By Nick Hawton
BBC News, Kamenica, Kosovo
Workmen shout as a lorry reverses in a muddy factory yard - just like in any other brick factory.
The Borovoci brothers will not let politics interfere with work
But here, near the town of Kamenica in Kosovo, just 4km (2.5 miles) from the border with Serbia proper, something quite extraordinary is happening. Albanians and Serbs are working together.
In a province ravaged by ethnic conflict, where the two main communities barely talk to each other, this is a unique place.
"We had some initial problems from extremists who didn't want to see Serbs and Albanians working together.
"But with help from American troops stationed nearby we eventually turned them away," says Mustafe Borovci, one of the two Albanian brothers, who run the company.
"One of the conditions to work here, for both Albanians and Serbs, is that they don't talk about politics in the workplace," he says.
Kosovo, which technically remains a part of Serbia and Montenegro but is in practice run by the international community, remains deeply divided between its majority Albanian population and Serb minority.
In March this year, Albanian mobs attacked Serb communities and churches in the worst outbreak of violence since Nato bombed the Serbian security forces out of the province in 1999.
Most Serbs live huddled in small enclaves protected by K-For troops, unable to travel freely. But this is not the case in the municipality of Kamenica where the brick factory is located.
Foreman Serb Radmir Stojanovic, 40, says relations between the workers are excellent.
"I don't like politics. We are all people, Albanians and Serbs. We have the same rights," he says.
"I try to be the same boss and have the same relations with Albanians and Serbs," he says.
Part of the secret is that the region did not experience much fighting during the war.
Albanian guerrillas did not really operate in the area and the Serb security forces were relatively restrained.
On the edge of town is the Saint Nicholas, Serbian Orthodox Church.

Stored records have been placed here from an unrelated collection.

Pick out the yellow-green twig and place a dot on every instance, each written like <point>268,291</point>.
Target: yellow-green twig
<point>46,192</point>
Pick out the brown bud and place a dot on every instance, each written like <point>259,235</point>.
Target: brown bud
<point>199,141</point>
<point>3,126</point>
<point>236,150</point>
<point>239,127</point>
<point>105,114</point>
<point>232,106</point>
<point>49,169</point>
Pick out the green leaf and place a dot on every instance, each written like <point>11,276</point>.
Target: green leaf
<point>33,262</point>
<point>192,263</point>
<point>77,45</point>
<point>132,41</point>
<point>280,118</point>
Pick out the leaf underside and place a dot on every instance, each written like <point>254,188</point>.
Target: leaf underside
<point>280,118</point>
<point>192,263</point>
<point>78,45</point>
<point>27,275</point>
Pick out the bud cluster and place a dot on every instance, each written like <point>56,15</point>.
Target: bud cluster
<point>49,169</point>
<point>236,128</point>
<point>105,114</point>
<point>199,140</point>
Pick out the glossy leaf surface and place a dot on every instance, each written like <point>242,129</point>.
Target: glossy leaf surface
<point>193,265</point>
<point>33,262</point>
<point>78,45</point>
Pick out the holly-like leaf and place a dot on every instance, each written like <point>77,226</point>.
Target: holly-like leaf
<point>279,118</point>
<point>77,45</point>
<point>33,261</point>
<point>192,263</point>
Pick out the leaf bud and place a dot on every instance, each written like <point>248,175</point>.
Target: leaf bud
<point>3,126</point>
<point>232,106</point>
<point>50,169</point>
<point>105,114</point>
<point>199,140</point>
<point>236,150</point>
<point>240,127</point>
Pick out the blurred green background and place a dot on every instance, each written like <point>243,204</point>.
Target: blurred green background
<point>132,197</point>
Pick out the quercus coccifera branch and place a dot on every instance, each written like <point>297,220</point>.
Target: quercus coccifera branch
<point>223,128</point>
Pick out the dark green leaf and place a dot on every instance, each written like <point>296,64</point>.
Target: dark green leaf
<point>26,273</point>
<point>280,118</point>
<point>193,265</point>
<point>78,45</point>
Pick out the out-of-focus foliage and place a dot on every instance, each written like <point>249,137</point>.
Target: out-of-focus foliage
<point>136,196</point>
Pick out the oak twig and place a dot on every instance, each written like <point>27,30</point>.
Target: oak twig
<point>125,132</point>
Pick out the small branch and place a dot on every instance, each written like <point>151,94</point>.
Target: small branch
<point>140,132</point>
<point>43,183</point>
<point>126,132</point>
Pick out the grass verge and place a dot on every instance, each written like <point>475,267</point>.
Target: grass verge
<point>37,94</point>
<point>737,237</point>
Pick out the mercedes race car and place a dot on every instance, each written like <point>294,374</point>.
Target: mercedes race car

The priest, Dragoljub Stevanovic, 69, says relations are not perfect.
Priest Stevanovic says there has been little evil in this area
During the riots in March, he scared away some Albanians from the Church by using a battery radio and making the sound of a police siren.
"But that was unusual," he tells me. "There's been no evil in this area. Relations are better than anywhere else in Kosovo.
"Serbs and Albanians visit each other's shops and cafes. There is just more tolerance here."
In October, elections were held for the Kosovo Assembly.
The vast majority of Serbs boycotted the poll because they feel their rights have been ignored by Albanian politicians and by the international community.
Back at the brick factory and it is lunchtime. Today it is cabbage and sausage.
Serbs and Albanians sharing the same canteen. Shemsi Krasnici, 40, an Albanian, is taking a break from his job of heating up the bricks.
"What happens outside the factory doesn't really influence our relationships inside," says Mr Krasnici says.
"This is a privately owned enterprise and the owner requires lots of work so we have no time to really discuss politics since we are busy working.
"The most important thing is to do a good job, get along well and keep the job," he says.
The international community is keen to highlight cases like Kamenica, hoping they can prove a model for other areas to follow.
But with final status talks on the future of Kosovo likely to begin next year, tensions could rise across the province.
The challenge for the international community will be to try to maintain areas like Kamenica and avoid the bad blood that has dominated the relations between both communities for so long.